Killing those darn fighters

You earned it. Oh, and your word agility of the Austro-Hungarian hoch-Deutsche variety gets you a bonus point. :smiley:

Reminds me of the reasons why progressing through MOO and MOO II was so enjoyable.

Alas, plasma is highly spammable; a combination of it being just so strong at what it does, and many other cruiser-gun options being a tad too weak, or redundantly cookie-cutter, or sometimes even both.

You’ve met your first GSB “tanks”. A mildly unsporting tactic, existing mainly because of the game’s way of calculating your ship’s total armor resistance value. The Proton Beam has an armor penetration value of 73, and that’s as high as the weapons go; if your armor resistance is above that, only the 3% chance of random critical hits can ever bother you.

If you’ve also installed an armor repair module, maybe not even that can stop you. Ouch. :confused:

Even if you can’t push your tank’s armor resistance above 73, raising it as far as approx. 67-70 still results in a type of ship that’s damn hard for an enemy to interfere with across a time interval long enough for your other “normal,” non-tank cruisers to raise some hell.

One preferred tactic is to use Formation orders to place your armor tanks some distance ahead of the rest of your fleet, with the conventional fighting ships perhaps 200-300 units behind them. Generally speaking, this will exploit the game’s AI features such that your enemy will go somewhat berserk in wasting time trying to burn down most of your dummy ships. While he’s focusing his fire on ships that register the impacts as a mere tickle, your own conventionally-designed ships (via long-range guns like cruiser plasmas or multi-warhead missiles) are throwing a hail of destruction at the enemy which reduces his numbers rather smartly by comparison.

Not much, that’s for sure. IIRC, if neither side causes any non-shield hits on the other for three consecutive minutes, the battle ends by default. That should apply to both GSB as well as Galactic Conquest.

Agreed; these other points are worthy of other threads, some of which may already exist and have been unread for a good long while. :stuck_out_tongue:

I truly wish that I knew why the fighter situation you described should have the effectiveness that it does. Anything that’s so counter-intuitive bothers me…as with you, I like knowing why I get killed, so I’m bothered by having no further light to shed on this perplexing issue.

My 2 cents about this topic: Federation fighters have slower speed but they have more hitpoints: they were damaged by enemy fire, but when they hit the enemy they more likely destroy it!

In that case: http://www.youtube.com/watch?v=06643umEJZg :slight_smile:

I don’t have a philosophical problem with spamming. I was in the military myself where it’s all about achieving fire superiority, which I suppose could be called “bullet spamming”. And the expected USSR naval tactic was to missile-spam the US fleet, only it was referred to as “rolling back the defenses” because “spamming” sounds too civilian, even though Spam’s fame is of military origin :).

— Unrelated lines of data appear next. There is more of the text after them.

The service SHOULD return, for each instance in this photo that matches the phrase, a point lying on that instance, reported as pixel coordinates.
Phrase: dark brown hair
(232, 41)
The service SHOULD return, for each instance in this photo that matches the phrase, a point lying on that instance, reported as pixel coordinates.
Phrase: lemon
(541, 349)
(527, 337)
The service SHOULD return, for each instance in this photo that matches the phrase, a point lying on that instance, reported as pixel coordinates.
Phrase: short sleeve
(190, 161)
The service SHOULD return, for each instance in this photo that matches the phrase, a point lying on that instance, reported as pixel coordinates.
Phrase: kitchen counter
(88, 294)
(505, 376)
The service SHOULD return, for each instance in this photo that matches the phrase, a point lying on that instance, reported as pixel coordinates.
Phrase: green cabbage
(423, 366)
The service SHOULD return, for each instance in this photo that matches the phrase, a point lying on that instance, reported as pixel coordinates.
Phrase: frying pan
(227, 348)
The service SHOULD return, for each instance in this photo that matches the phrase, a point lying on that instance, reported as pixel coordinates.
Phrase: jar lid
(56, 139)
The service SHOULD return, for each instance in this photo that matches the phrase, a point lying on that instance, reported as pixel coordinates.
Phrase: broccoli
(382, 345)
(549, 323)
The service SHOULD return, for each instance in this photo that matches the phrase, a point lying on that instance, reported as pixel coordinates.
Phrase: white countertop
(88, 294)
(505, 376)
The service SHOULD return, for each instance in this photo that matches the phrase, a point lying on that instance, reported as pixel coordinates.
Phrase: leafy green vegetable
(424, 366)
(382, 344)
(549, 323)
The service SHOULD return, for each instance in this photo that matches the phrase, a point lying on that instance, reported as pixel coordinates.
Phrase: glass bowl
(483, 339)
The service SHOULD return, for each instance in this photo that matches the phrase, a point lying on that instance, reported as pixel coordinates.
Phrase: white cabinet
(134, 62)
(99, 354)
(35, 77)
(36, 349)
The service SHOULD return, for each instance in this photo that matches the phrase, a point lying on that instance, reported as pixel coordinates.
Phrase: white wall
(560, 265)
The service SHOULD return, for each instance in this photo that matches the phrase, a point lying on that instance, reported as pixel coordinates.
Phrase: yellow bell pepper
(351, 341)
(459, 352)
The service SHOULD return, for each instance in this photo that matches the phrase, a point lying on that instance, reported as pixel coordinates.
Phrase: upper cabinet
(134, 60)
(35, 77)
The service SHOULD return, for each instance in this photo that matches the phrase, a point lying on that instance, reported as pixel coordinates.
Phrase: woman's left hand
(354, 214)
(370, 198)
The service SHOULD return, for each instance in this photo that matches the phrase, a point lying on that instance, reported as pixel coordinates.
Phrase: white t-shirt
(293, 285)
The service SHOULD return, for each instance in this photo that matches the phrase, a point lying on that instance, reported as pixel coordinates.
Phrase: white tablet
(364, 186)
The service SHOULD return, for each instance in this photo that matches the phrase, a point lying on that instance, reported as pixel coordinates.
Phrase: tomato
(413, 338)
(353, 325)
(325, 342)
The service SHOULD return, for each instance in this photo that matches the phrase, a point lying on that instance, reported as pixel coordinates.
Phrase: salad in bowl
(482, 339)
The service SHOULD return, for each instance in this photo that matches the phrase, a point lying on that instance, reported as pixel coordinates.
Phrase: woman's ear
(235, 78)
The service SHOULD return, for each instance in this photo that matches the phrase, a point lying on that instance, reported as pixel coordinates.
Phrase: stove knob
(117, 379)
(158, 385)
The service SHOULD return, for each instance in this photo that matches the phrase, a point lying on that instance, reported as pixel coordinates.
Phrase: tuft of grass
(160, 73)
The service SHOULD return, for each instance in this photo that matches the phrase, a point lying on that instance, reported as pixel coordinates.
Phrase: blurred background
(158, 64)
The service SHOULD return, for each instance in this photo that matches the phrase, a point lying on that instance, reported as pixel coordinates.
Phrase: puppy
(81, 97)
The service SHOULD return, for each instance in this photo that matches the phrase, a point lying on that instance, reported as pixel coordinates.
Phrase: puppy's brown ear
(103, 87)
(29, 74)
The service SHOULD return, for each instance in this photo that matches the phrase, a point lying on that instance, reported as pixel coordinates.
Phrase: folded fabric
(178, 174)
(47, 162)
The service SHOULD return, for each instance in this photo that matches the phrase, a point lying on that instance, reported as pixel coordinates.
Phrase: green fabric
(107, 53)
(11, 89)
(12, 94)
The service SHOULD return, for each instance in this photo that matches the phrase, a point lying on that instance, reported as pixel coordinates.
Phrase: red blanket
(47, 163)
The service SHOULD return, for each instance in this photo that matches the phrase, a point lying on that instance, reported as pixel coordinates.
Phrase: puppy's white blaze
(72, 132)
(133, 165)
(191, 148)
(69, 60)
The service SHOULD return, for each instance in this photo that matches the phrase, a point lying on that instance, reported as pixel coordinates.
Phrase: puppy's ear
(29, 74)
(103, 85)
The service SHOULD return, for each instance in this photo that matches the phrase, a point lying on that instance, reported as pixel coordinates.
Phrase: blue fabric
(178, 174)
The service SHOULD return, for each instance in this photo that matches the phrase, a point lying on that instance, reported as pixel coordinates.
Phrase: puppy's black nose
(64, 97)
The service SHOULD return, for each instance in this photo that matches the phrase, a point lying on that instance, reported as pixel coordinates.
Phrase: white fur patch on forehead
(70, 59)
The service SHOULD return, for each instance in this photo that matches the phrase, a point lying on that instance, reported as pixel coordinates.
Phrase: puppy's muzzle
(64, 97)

So, I find it perfectly natural that in GSB, you have to spam the enemy (as in apply shield damage faster that the enemy’s shield recharge rate). Given that the only cruiser weapons that can affect the reflective shield are plasma and missiles, you thus have to spam with 1 or the other, or a combination of both. Philosophy, IMHO, only comes into play when you consider the environment you’re building your ships for. In 1-off battles against a known, non-Parasite enemy race, missiles are a valid choice. But in the campaign, if you’ve invested heavily in missiles and suddenly run into Parasites, you’re screwed for the long-term because, due to budgetary and logistical constraints, this isn’t something you can change quickly.

IMHO, this is more of an AI exploit. Despite having having supercomputers and the evidence of their eyes, your ship captains ain’t smart enough to realize that they can’t possibly hurt such targets. OTOH, if you make it so the AI will only apply its weapons to targets it can actually affect, the all-armor “tank” will disappear overnight.

Well, I guess I’ll have to go do some experiments. Be back in a while.

I would agree with HypercubeBorg - when using rocket fighters with painter support in a dogfight, speed becomes somewhat (or entirely) irrelevant - the painters lead to many essentially guaranteed hits on the opposing fighters, and so having the ability to survive more hits is better than having a higher chance to dodge the attack. I used this line of reasoning to design an Imperial fighter to counter Bullethead’s own Tribe fighter swarm challenge (#4931895 if you haven’t seen it).

When target painters are involved in sufficient quantities, there is more benefit to having high health than high speed. When fewer target painters, no target painters, or nothing helped by the presence of target painters are involved, speed dominates.